Terry dejó el coche en marcha en medio de la calzada y corrió tras ella. La alcanzó tras un par de zancadas y la agarró firmemente por el brazo, obligándola a darse la vuelta mientras la aprisionaba entre sus brazos para mantenerla quieta.
«La carretera está cortada desde primera hora de la tarde; estarás en tu casa en diez minutos, ¿vale?».
Él no había entendido por qué ella se había asustado tanto, pero había utilizado toda la dulzura de la que era capaz para hablar con ella. Y había funcionado. Se había calmado inmediatamente. Le había mirado a los ojos y no... él no la asustaba, ni siquiera un poco. A pesar de que la tenía fuertemente abrazada y ella no podía moverse, él no la asustaba.
Dejó que la acompañara hasta el coche. Los dos estaban empapados.



No le preguntó nada más, no habría sabido qué decir. Cuando llegó a la puerta del edificio donde vivía, se dio cuenta de que aún le temblaban las manos. Se había metido una en el bolso y no encontraba las llaves. No le tenía miedo, pero se sentía avergonzada y abatida por el recuerdo que había revivido.

Él extendió una de sus manos sobre las de ella, para detenerlas. Ella se quedó helada.
«¿Lo hago yo?» le preguntó. Nunca nadie se había dirigido a ella con tanta amabilidad.

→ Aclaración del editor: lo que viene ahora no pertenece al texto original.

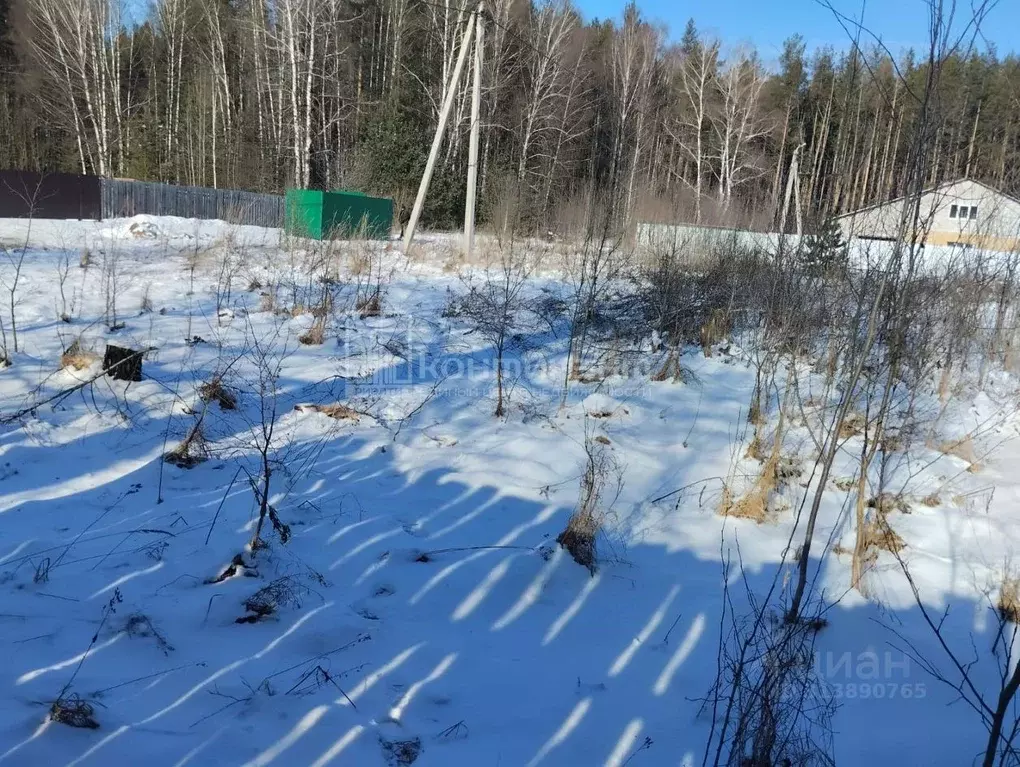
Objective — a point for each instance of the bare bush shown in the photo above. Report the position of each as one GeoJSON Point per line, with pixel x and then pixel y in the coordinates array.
{"type": "Point", "coordinates": [601, 483]}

Ella asintió y le entregó el bolso en el que nunca permitía que nadie husmeara.
Terence cogió las llaves y las introdujo en la cerradura de la puerta. Subió las escaleras con ella y la dejó frente a la entrada de su piso.
«¿Va todo bien? ¿Me voy?» le preguntó, frotándole los brazos en un gesto instintivo para calentarla.
Parecía una hermosa flor arrancada violentamente de su parterre y dejada a merced de la más cruel de las tormentas.

Se había calmado por completo...
«Mi amiga está durmiendo a estas horas... Yo... muchas gracias de verdad...»

«Date prisa, tienes que cambiarte cuanto antes; ya nos veremos...». El levantó la mano en señal de saludo y le dio la espalda.

Ella sólo atinó a sonreír y desapareció en la oscuridad de sus aposentos.
«Tú también... estás empapado», susurró al cabo de unos minutos, cuando ya nadie podía oírla. Estaba completamente desconcertada... y locamente asustada de que volvieran sus pesadillas.




*Nota:
Eliza Maud (Elsie) Inglis fue médica, cirujana y fundadora de los Hospitales de Mujeres Escocesas (SWH).
Durante su carrera fue profesora en el Colegio Médico para Mujeres.
Antes del estallido de la guerra había abierto una clínica de maternidad, The Hospice, para mujeres pobres.
"Ningún organismo femenino como el SWH alcanzó mayor reputación en la Gran Guerra... su labor, iluminada por la fama de la doctora Inglis, brillará a través de la historia".